Выбрать главу

Стою. Дрожу… Вот близится реплика, по которой «я» должна войти в кабинет Каштанова. За «мной» послан дежурный:

— К допросу!

Много свершено Эрной Курциус преступлений. Сейчас она увидит своего судью. Смертный холод распространяется по телу. Левой рукой прижимаю «я» левый борт пиджака, как бы защищаясь от неизбежного и смертельного нападения. Правая же рука — в кармане клетчатого мужского пиджака. В этой руке — решение обороняться до последнего. Эрна Курциус — хищный и хитрый зверь, и все повадки ее — повадки хитрого и хищного зверя. Как атомную энергию поджигатели войны предполагают пользовать как орудие массового истребления, а не в созидательных целях, так и человеческим разумом пользуется Эрна Курциус только для обмана, укрывательства, спасения своей презренной жизни.

Я долго искала внешнее выражение сущности Эрны Курциус. На мне был светлый «тевтонский» парик. Мой длинный нос подвергся деформации с помощью прозрачной ленточки, его укорачивающей, и небольшого комка гуммоза, придавшего моему профилю  «скалистый» вид. Клочком прозрачного тюля я сплющивала ноздри. Было тяжело дышать, но мертвенность, какая сообщалась лицу узкими и недвижными ноздрями, стоила того.

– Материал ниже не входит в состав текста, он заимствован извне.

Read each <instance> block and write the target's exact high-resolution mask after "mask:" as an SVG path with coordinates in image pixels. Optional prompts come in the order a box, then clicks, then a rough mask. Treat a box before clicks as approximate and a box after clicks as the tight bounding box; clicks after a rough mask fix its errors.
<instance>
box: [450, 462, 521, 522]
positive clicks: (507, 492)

Платье было темно-зеленое, очень простое. И был накинут сверх платья мужской клетчатый пиджак — мне казалось, что арестована была Эрна неожиданно для себя. И во внезапности она накинула пиджак одного из своих взрослых сыновей. У Эрны есть сыновья, но она их сама ввергла в бойню — военные чины и звания ей дороже сыновей.

Главное, что выражало биографию и характер Эрны, были тяжелые коричневые, мужские же, бутсы. Берсенев увлек меня этой формой обуви. И была «я» в коричневых кожаных перчатках. В наружности Эрны Курциус было соединение истерической, почти психопатической женщины и чего-то, противоречащего образу женщины: военные бутсы, почти мужская военная выправка.

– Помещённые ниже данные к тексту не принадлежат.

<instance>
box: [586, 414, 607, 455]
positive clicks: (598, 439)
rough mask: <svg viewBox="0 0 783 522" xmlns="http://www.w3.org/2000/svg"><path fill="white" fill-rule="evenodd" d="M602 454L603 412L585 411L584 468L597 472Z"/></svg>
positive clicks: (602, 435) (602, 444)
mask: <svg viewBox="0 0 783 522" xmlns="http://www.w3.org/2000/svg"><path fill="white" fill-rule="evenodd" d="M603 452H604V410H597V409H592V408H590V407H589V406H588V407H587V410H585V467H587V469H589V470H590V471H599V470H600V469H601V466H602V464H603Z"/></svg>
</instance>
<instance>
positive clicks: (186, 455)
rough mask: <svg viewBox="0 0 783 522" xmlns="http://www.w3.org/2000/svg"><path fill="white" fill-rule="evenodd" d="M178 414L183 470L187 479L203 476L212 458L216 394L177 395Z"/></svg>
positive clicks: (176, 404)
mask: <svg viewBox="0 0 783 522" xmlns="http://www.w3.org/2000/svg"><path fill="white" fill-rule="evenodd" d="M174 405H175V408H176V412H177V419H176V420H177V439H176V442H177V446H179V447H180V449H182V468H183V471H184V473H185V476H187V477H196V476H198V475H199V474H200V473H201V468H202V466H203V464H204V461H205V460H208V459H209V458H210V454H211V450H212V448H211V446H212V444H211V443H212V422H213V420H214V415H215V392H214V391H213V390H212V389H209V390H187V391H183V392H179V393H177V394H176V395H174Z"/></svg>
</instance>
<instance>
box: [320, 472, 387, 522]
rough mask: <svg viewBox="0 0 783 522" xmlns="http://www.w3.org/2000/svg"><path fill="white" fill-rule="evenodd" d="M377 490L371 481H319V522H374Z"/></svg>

Я искала в Эрне Курциус глаз, выражающих холод цинизма и суету безумия. Она мертва для добра, эта гадина. Ее ненависть к прекрасному, свободному, живому доведена до белого каления. И мысли ее отравны, и голос ядовит.

Не только свою мерзкую жизнь защищала она, но ей надо было скрыть от следователя место, где замурован архив с секретными бумагами, с планами новой войны, списки лиц, заинтересованных в новой интервенции. Вот с чем шла на допрос штурмбанфюрер Эрна Курциус.

Когда в первую генеральную (для «пап и мам») я показалась на пороге со смелостью висельника, мне очень сильно зааплодировали в зале. Это сочли скандальным. Как? Аплодисменты фашистке?

В полном согласии с Берсеневым некоторыми изменениями мы добились молчания зала при выходе Эрны. Быть может, через два‑три спектакля аплодисментов не было бы и само по себе: ведь зрители последующих спектаклей не знали меня лично, а видели только ненавистную гадину. Они не отделяли исполнительницу от «образа».

Это не легко — испытывать на себе ненависть зрительного зала. Актеры не стали бы играть отрицательные образы, если бы своеобразную радость им не доставляло то, что ненависть призывают они по воле своей к образу, ненавидимому и актером. Только при этом условии отрицательный образ перестает быть гнетущим, неэстетическим, а делается художественным произведением.

Актеру не нужно быть «образом». На время спектакля должно становиться образом. Быть и становиться — огромная разница. Ведь если быть, тогда надо действительно заснуть, когда засыпает образ, умереть в миг, когда по какой-то причине умирает образ, сойти с ума, раз безумствует образ. Мы, конечно,  не удовлетворяемся тем, чтобы только казаться «образом», мы не хотим быть симулянтами вместо творцов, но, если совсем стереть границу между собой и «образом», то не будет ни искусства, ни мастерства, а начнется галлюцинация.

Переходя порог сцены, я чувствовала, что Эрна Курциус идет на суд нашего зрительного зала.

Я искала в себе то равновесие, чтобы одновременно выходить Эрной Курциус на допрос к следователю майору Каштанову и выводить на суд советского народа не только цинизм и безумие одной Эрны Курциус, а цинизм, безумие всех поджигателей войны.

Враждебно отношусь я к формальному «деланию» ролей, к актерскому штукарству, к сценическому шулерству. Верую, — только умело затронутая актером его же творческая природа обнаружит в «образе» все потаенное, раскроет в нем все до дна души. Тем не менее я часто бываю обвиняема именно в штукарстве и в формализме как в прессе, так и своими товарищами по театру. Хорошо, что, огорчая меня, это все же не отнимает убежденности, что моя профессиональная совесть чиста.